### Importing Necessary Modules
For this part of the model building process, the modules to be imported would be "joblib",

"sklearn" and "pandas". The "joblib" module would be used to save the created machine learning model.

Predicting if a passenger Survived or not has only 2 outcomes, "yes" or "no".

The Logistic Rergression model gave a pretty good performance as a benchmark. 

Now the Random Forest Classifier from sklearn would be used to build a Random Forest model

and compare with the Logistic Regression model.

In [1]:
import joblib
import pandas as pd
from sklearn.ensemble import RandomForestClassifier
from sklearn.model_selection import GridSearchCV

### Read in the Data
The training set's features and labels would be used to train the model first of all.

They are brought in using the pandas "read_csv" function.

In [2]:
address1 = r"...\...\...\titanic_EDA\Split_data\train_features.csv"

address2 = r"...\...\...\titanic_EDA\Split_data\train_labels.csv"

train_features = pd.read_csv(address1)
train_labels = pd.read_csv(address2)

### Hyperparamters & Cross Validation
Hyperparameters are parameters/properties, whose values are used to control the learning process.

For this Random Forest model, two hyperparameters would be employed. "n_estimators" and "max_depth".

Random Forest Classifier is basically a number of Decision Trees that are independent of each other.

The "n_estimators" parameter is used to set the number of Trees to be used

and the "max_depth" parameter is used to control the depth of the Tree from the Root Node.

3 different estimator values would be used and 6 different depths would be chosen.

A 5-fold cross validation would also be performed with GridSearchCV and this would create

90 Random Forest models and the best one would be chosen amongst them.

In [3]:
random_forest = RandomForestClassifier()
parameters = {
    'n_estimators': [5, 50, 250],
    'max_depth': [2, 4, 8, 16, 32, None]
}

cross_validation = GridSearchCV(random_forest, parameters, cv = 5)

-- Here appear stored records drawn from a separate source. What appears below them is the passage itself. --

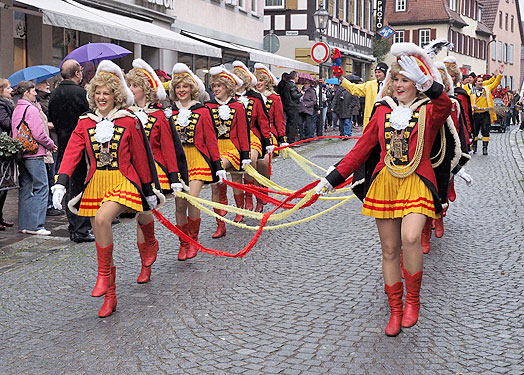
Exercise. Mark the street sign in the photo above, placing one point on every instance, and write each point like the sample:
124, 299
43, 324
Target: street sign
320, 52
271, 43
386, 32
381, 7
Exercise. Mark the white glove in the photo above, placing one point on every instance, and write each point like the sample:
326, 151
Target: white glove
177, 186
466, 177
323, 187
58, 194
411, 70
152, 201
221, 174
245, 162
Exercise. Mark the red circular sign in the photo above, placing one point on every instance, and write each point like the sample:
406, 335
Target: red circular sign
320, 52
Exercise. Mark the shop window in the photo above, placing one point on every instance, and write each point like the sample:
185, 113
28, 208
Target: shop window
274, 3
424, 37
20, 41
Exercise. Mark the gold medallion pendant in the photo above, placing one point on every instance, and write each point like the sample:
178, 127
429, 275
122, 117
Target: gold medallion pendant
398, 145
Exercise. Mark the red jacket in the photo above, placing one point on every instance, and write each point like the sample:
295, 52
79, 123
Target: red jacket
276, 116
258, 118
160, 137
237, 126
131, 155
202, 134
437, 110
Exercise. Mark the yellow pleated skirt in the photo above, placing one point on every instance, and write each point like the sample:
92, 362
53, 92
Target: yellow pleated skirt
109, 185
256, 144
229, 151
275, 143
198, 168
162, 178
390, 197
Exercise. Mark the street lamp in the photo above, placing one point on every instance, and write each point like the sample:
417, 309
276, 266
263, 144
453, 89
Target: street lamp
321, 17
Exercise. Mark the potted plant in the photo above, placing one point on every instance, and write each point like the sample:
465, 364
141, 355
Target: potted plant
9, 149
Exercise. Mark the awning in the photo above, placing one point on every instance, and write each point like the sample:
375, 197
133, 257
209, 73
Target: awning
72, 15
357, 55
257, 55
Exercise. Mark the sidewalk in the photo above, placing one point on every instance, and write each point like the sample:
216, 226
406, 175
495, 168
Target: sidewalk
18, 248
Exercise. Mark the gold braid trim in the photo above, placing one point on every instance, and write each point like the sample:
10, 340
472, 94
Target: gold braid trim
407, 170
441, 153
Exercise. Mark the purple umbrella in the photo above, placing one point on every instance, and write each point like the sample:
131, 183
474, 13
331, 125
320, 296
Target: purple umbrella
96, 52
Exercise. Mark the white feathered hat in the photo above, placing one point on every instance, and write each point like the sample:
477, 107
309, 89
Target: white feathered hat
152, 77
241, 66
183, 69
264, 69
424, 62
221, 71
441, 66
110, 67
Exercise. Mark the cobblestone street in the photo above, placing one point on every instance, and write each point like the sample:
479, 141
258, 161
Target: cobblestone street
306, 300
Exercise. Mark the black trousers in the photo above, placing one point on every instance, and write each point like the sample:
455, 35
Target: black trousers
481, 124
78, 225
293, 119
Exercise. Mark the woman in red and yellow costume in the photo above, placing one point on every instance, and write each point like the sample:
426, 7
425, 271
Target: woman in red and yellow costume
167, 151
265, 83
121, 173
258, 119
402, 189
230, 121
194, 126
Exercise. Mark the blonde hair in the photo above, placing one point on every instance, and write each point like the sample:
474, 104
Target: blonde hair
183, 78
454, 72
137, 76
4, 83
246, 78
113, 83
394, 70
230, 86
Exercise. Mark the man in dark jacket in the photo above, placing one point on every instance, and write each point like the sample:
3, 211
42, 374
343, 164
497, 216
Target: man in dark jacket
346, 106
292, 107
68, 101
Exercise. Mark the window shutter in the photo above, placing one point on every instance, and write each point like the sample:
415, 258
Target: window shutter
415, 36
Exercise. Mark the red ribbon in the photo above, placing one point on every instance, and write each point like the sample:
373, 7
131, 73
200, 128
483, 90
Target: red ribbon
254, 240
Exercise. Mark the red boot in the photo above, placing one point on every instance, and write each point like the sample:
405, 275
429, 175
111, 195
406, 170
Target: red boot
145, 272
451, 194
221, 226
222, 198
394, 293
151, 243
182, 252
194, 228
439, 227
109, 305
239, 200
104, 255
412, 307
248, 196
426, 236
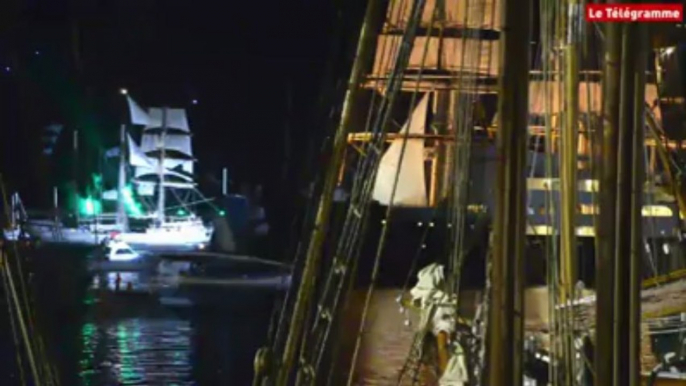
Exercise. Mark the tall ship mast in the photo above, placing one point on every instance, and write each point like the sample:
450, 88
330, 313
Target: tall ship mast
520, 186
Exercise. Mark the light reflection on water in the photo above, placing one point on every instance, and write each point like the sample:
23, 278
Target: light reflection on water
137, 351
136, 280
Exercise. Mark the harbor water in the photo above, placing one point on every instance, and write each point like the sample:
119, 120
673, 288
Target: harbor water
130, 340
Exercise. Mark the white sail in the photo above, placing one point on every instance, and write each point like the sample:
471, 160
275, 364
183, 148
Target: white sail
411, 188
172, 168
136, 156
174, 119
177, 142
138, 115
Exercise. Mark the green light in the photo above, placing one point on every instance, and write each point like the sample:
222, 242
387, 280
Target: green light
89, 207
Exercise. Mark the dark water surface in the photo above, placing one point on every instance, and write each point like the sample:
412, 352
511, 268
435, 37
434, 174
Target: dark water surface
112, 341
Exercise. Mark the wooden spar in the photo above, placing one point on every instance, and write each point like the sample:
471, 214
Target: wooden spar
568, 180
623, 210
505, 335
604, 348
534, 131
638, 179
441, 166
312, 259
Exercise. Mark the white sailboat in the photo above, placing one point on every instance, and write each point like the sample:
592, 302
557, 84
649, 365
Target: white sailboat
163, 162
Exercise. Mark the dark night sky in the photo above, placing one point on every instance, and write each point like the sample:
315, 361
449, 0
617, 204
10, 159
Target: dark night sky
237, 58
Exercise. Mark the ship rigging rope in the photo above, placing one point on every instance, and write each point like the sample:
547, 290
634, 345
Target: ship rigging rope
362, 189
349, 241
278, 344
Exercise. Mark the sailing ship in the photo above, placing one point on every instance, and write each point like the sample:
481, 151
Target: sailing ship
162, 164
498, 160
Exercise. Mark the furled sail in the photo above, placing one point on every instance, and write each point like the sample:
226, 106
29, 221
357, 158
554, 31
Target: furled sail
175, 141
411, 188
136, 156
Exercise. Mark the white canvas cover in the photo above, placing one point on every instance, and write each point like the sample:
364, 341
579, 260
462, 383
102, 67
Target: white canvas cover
177, 142
411, 188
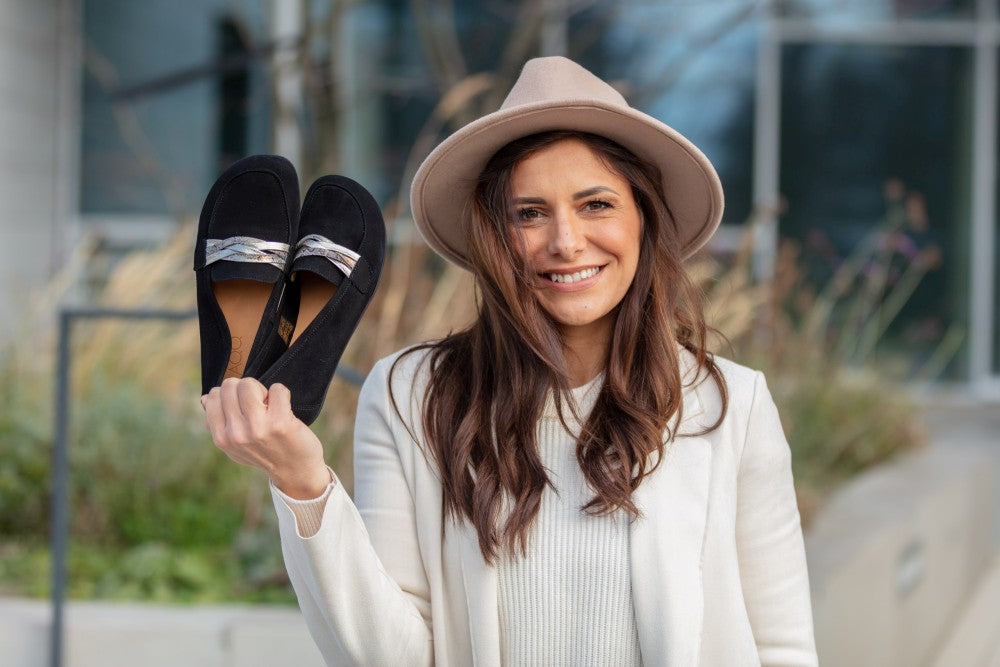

cross_validation.fit(train_features, train_labels.values.ravel())

### Print Function
The function below is just an extra step to print the results of the cross validation step in a 

readable format. This function is going to print the best model with the best suited hyperparameter

and also the performance of all the models and their respective hyperparamters.

In [4]:
def print_results(results):
    print('BEST PARAMS: {}\n'.format(results.best_params_))

    mean_score = results.cv_results_['mean_test_score']
    std_score = results.cv_results_['std_test_score']
    
    for mean, std, params in zip(mean_score, std_score, results.cv_results_['params']):
        print('{} (+/-{}) for {}'.format(round(mean, 3), round(std * 2, 3), params))

In [5]:
print_results(cross_validation)

BEST PARAMS: {'max_depth': 4, 'n_estimators': 50}

0.794 (+/-0.086) for {'max_depth': 2, 'n_estimators': 5}
0.803 (+/-0.077) for {'max_depth': 2, 'n_estimators': 50}
0.792 (+/-0.091) for {'max_depth': 2, 'n_estimators': 250}
0.813 (+/-0.106) for {'max_depth': 4, 'n_estimators': 5}
0.826 (+/-0.103) for {'max_depth': 4, 'n_estimators': 50}
0.811 (+/-0.09) for {'max_depth': 4, 'n_estimators': 250}
0.809 (+/-0.045) for {'max_depth': 8, 'n_estimators': 5}
0.818 (+/-0.067) for {'max_depth': 8, 'n_estimators': 50}
0.82 (+/-0.061) for {'max_depth': 8, 'n_estimators': 250}
0.803 (+/-0.067) for {'max_depth': 16, 'n_estimators': 5}
0.815 (+/-0.059) for {'max_depth': 16, 'n_estimators': 50}
0.807 (+/-0.076) for {'max_depth': 16, 'n_estimators': 250}
0.79 (+/-0.061) for {'max_depth': 32, 'n_estimators': 5}
0.815 (+/-0.074) for {'max_depth': 32, 'n_estimators': 50}
0.811 (+/-0.072) for {'max_depth': 32, 'n_estimators': 250}
0.822 (+/-0.113) for {'max_depth': None, 'n_estimators': 5}
0.811 (+/-0.074)

### Best Model
The best model that displayed the best performance with the best suited hyperparameter value 

is shown below.

In [6]:
cross_validation.best_estimator_

### Saving the Model

The best model would now be saved using the joblib module.

In [None]:
joblib.dump(cross_validation.best_estimator_, r'...\...\...\titanic_EDA\Models\RF_model.pkl')